He shall not feed on either earth or pelf,
But upon wisdom, and on love and virtue;
'Twixt Feltro and Feltro shall his nation be;
Of that low Italy shall he be the saviour,
On whose account the maid Camilla died,
Euryalus, Turnus, Nisus, of their wounds;
Through every city shall he hunt her down,
Until he shall have driven her back to Hell,

I can't quite understand this part of Dante's Inferno. My best guess is that Virgil is referring to Aeneas. Bad guess, but the best I have :patriot: .
Can someone explain this to me? Thanks in advance.

Wilde woman
05-03-2010, 04:34 AM
Yes, the latter part of the passage is a direct reference to the Aeneid. But the most interesting question is: who is this Greyhound? I've heard all sorts of theories on that one.

mal4mac
05-03-2010, 07:09 AM
Mandelbaum just makes the vague suggestion that the greyhound is some future movement or person that will defeat the she-wolf of avarice. (Others suggest he may be referring to a hoped for good Pope. - keep on waiting :)

Mandelbaum says that Camilla and Nisus are two Italic tribal leaders, and the other two are Trojan soliders. All were killed during Aeneas' campaign in Latium. Their names occur in the last books of Virgil's Aenied and symbolise the bloodshed which, providentially, led to the founding of Rome.

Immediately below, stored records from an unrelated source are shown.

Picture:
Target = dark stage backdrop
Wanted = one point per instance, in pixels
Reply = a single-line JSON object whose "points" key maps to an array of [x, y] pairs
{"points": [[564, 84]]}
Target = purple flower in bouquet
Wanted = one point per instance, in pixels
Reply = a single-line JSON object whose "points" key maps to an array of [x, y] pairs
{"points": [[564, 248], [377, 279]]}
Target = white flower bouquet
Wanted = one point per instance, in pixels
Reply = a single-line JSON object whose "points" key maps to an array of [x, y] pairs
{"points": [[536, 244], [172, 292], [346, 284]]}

Mandelbaum translates "Twixt Feltro and Feltro shall his nation be;" as "his place of birth shall be between two felts" - where "felt" is a simple clothing material and refers, as pointed out in the notes, metaphorically to the temporal, earthly domain and the spiritual domain. The notes provide a longer explanation of this, and explains the geographical sense of "Twixt Feltro and Feltro "...

I'd have been lost without Mandelbaum's notes in the Everyman edition, which are uniformly superb!

Il Dante
05-03-2010, 07:55 AM
Some scholars believe that Dante left the image of the greyhound intentionally ambiguous, that there are several possible meanings (spiritual and political), and that there really isn't any way to know for sure what he meant.

Many scholars agree that this is one of the most enigmatic passages from the entire Commedia, and Dante probably made it that way on purpose.

Wilde woman
05-03-2010, 03:15 PM
mal4mac, I love Mandelbaum's translations and notes too!

Whether the Greyhound is Christ or Cangrande della Scala or Henry VII is fascinating, but ultimately - I think - unanswerable. What I'm more interested is why did Dante choose the image of a greyhound? Is it simply because a greyhound would pursue (and ultimately kill) wolves, lions, and leopards in a formal hunt?